Received-SPF: pass (google.com: best guess record for domain of linux-kernel-owner@vger.kernel.org designates 209.132.180.67 as permitted sender) client-ip=209.132.180.67;
From:   Thomas Gleixner <tglx@linutronix.de>
To:     Qian Cai <cai@lca.pw>
Cc:     Evan Green <evgreen@chromium.org>, Rajat Jain <rajatja@google.com>,
        Bjorn Helgaas <bhelgaas@google.com>,
        linux-pci <linux-pci@vger.kernel.org>,
        Linux Kernel Mailing List <linux-kernel@vger.kernel.org>,
        the arch/x86 maintainers <x86@kernel.org>,
        Marc Zyngier <maz@kernel.org>
Subject: Re: "Plug non-maskable MSI affinity race" triggers a warning with CPU hotplugs
In-Reply-To: <FE2AA412-40A7-4FA2-A9E8-C7FA2919BD1D@lca.pw>
References: <FE2AA412-40A7-4FA2-A9E8-C7FA2919BD1D@lca.pw>
Date:   Wed, 12 Feb 2020 12:19:41 +0100
Message-ID: <878sl8xdbm.fsf@nanos.tec.linutronix.de>
MIME-Version: 1.0
Content-Type: text/plain; charset=utf-8
Content-Transfer-Encoding: 8BIT
Sender: linux-kernel-owner@vger.kernel.org
Precedence: bulk

Qian,

Qian Cai <cai@lca.pw> writes:

> The linux-next commit 6f1a4891a592 (“x86/apic/msi: Plug non-maskable
> MSI affinity race”) Introduced a bug which is always triggered during
> the CPU hotplugs on this server. See the trace and line numbers below.

Thanks for the report.

> WARNING: CPU: 0 PID: 2794 at arch/x86/kernel/apic/msi.c:103 msi_set_affinity+0x278/0x330 
> CPU: 0 PID: 2794 Comm: irqbalance Tainted: G             L    5.6.0-rc1-next-20200211 #1 
> irq_do_set_affinity at kernel/irq/manage.c:259
> irq_setup_affinity at kernel/irq/manage.c:474
> irq_select_affinity_usr at kernel/irq/manage.c:496
> write_irq_affinity.isra.0+0x137/0x1e0 
> irq_affinity_proc_write+0x19/0x20
...

I'm glad I added this WARN_ON(). This unearthed another long standing
bug. If user space writes a bogus affinity mask, i.e. no online CPUs
then it calls irq_select_affinity_usr().

This was introduced for ALPHA in

  eee45269b0f5 ("[PATCH] Alpha: convert to generic irq framework (generic part)")

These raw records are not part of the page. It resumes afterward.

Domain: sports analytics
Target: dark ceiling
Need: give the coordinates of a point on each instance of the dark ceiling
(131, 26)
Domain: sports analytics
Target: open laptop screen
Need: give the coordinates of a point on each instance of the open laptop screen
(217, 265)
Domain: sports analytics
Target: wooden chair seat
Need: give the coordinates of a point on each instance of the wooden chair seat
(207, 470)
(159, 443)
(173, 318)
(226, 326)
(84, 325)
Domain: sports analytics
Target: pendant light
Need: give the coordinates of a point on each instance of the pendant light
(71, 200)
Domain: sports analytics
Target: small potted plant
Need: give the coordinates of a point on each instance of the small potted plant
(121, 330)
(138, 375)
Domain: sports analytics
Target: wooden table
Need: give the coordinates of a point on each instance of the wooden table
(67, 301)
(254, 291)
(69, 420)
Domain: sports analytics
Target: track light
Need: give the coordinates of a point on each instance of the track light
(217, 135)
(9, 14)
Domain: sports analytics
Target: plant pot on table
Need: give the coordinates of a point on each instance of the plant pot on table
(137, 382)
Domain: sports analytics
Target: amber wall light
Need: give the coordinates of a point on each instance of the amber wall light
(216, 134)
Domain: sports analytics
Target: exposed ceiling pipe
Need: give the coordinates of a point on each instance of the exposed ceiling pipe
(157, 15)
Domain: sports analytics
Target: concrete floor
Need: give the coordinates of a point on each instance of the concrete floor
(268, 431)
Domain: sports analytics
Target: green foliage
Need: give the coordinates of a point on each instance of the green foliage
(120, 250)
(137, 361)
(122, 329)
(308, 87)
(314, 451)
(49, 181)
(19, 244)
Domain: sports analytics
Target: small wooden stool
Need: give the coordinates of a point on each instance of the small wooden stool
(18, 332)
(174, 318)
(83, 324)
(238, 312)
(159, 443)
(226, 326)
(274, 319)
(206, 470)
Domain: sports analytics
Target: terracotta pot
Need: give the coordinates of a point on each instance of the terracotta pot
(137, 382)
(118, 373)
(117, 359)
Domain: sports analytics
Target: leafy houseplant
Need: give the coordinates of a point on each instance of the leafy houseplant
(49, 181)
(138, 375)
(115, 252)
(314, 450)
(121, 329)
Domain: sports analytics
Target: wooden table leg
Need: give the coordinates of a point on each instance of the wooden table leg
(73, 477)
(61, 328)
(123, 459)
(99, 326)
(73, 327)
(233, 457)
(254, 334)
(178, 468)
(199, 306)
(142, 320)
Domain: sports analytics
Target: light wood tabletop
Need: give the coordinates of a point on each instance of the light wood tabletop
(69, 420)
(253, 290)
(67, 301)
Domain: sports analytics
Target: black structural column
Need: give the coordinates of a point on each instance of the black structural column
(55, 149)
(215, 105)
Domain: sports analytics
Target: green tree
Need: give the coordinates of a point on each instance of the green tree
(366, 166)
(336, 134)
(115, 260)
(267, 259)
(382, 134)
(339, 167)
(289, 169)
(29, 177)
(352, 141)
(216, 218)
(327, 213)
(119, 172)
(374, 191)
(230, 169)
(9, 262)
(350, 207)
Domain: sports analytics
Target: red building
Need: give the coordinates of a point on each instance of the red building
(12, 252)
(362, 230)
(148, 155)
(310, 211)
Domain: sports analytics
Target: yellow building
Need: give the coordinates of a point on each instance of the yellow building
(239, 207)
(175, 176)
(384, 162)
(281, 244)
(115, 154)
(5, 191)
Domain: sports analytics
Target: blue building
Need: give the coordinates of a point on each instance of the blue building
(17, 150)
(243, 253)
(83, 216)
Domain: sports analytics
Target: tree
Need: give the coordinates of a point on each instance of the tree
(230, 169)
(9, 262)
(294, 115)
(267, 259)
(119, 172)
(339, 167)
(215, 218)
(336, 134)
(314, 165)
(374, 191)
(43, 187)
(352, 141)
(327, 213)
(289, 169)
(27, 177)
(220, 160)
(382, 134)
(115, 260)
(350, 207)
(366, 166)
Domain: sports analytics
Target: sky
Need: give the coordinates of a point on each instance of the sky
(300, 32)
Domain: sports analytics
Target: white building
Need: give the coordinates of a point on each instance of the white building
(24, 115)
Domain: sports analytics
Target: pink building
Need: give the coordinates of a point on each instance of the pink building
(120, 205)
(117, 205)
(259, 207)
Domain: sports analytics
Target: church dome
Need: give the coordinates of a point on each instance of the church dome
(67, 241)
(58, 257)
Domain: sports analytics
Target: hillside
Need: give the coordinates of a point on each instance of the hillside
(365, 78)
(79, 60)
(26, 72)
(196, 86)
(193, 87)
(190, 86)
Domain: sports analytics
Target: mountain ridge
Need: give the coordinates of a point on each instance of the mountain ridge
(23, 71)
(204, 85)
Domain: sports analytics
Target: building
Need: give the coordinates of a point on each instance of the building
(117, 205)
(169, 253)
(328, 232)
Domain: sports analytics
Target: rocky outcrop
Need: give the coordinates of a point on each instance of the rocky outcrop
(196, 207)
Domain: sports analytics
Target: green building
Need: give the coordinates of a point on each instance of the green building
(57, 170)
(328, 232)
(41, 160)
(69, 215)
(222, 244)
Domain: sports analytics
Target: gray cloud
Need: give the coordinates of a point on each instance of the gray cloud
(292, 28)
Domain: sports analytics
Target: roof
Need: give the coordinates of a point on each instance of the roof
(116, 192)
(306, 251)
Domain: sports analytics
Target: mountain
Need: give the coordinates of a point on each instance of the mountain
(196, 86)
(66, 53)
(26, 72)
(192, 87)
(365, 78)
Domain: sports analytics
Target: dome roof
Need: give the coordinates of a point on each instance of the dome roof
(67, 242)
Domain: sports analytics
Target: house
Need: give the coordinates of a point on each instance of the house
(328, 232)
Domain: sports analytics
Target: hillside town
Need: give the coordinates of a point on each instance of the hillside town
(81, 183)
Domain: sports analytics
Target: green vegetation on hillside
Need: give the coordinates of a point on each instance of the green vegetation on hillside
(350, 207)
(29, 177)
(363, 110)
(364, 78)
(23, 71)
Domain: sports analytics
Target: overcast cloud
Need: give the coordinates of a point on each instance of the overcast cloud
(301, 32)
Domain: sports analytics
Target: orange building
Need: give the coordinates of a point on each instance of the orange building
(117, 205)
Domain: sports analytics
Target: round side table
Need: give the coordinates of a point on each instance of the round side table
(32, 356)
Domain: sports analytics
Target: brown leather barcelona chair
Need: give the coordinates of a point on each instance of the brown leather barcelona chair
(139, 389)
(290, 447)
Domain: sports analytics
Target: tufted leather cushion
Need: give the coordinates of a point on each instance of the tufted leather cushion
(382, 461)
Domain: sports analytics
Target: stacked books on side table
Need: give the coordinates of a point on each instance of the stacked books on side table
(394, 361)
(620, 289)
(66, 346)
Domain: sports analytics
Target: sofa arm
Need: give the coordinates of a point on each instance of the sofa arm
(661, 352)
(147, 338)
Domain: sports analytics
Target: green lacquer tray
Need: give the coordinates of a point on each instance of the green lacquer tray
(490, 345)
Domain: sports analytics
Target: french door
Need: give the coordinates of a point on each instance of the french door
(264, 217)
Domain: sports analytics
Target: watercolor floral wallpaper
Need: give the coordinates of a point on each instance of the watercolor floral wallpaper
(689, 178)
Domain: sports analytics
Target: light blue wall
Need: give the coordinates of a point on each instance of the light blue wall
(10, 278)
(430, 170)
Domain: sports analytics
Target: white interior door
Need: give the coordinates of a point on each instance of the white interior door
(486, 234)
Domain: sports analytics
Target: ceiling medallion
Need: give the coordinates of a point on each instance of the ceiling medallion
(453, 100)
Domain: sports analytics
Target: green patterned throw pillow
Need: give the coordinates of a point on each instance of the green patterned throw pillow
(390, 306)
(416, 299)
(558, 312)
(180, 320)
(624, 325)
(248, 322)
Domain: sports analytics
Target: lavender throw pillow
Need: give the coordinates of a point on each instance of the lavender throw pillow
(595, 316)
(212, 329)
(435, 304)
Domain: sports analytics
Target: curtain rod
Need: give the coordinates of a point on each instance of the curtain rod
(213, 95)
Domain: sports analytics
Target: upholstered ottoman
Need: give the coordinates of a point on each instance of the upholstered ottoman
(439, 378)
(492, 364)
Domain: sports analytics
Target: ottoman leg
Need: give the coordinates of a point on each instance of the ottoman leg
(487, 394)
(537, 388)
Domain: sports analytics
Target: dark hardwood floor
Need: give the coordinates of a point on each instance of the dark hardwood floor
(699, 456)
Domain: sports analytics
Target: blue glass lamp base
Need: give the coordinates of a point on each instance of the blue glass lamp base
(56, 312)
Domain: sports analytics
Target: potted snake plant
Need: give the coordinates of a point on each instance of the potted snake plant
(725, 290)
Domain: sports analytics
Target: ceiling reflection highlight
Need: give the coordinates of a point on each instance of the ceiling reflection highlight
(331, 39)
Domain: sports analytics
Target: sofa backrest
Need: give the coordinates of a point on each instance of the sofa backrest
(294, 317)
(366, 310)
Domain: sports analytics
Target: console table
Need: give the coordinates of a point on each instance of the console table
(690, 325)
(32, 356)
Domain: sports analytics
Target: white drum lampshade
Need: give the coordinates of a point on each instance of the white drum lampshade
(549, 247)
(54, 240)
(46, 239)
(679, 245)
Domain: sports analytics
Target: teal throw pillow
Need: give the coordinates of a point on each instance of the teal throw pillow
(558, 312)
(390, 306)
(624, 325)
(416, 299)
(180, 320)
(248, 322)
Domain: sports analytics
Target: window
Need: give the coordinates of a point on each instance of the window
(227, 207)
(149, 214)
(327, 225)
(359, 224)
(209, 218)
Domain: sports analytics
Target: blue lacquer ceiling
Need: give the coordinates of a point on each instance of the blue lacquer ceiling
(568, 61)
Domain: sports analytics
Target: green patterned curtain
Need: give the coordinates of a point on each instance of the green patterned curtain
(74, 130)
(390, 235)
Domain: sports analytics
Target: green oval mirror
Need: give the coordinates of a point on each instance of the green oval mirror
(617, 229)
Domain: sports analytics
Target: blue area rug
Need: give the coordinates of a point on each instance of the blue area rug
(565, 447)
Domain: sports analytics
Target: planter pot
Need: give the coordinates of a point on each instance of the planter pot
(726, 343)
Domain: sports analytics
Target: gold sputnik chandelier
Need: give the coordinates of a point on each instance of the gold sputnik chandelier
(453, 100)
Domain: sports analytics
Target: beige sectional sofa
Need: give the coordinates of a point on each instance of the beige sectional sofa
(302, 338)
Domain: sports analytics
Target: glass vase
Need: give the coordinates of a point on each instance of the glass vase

and subsequently made available for all architectures in

  18404756765c ("genirq: Expose default irq affinity mask (take 3)")

which already introduced the circumvention of the affinity setting
restrictions for interrupts which cannot be moved in process context.

The whole exercise is bogus in various aspects:

    1) If the interrupt is already started up then there is absolutely
       no point to honour a bogus interrupt affinity setting from user
       space. The interrupt is already assigned to an online CPU and it
       does not make any sense to reassign it to some other randomly
       chosen online CPU.

    2) If the interupt is not yet started up then there is no point
       either. A subsequent startup of the interrupt will invoke
       irq_setup_affinity() anyway which will chose a valid target CPU.

So the right thing to do is to just return -EINVAL in case user space
wrote an affinity mask which does not contain any online CPUs, except for
ALPHA which has it's own magic sauce for this.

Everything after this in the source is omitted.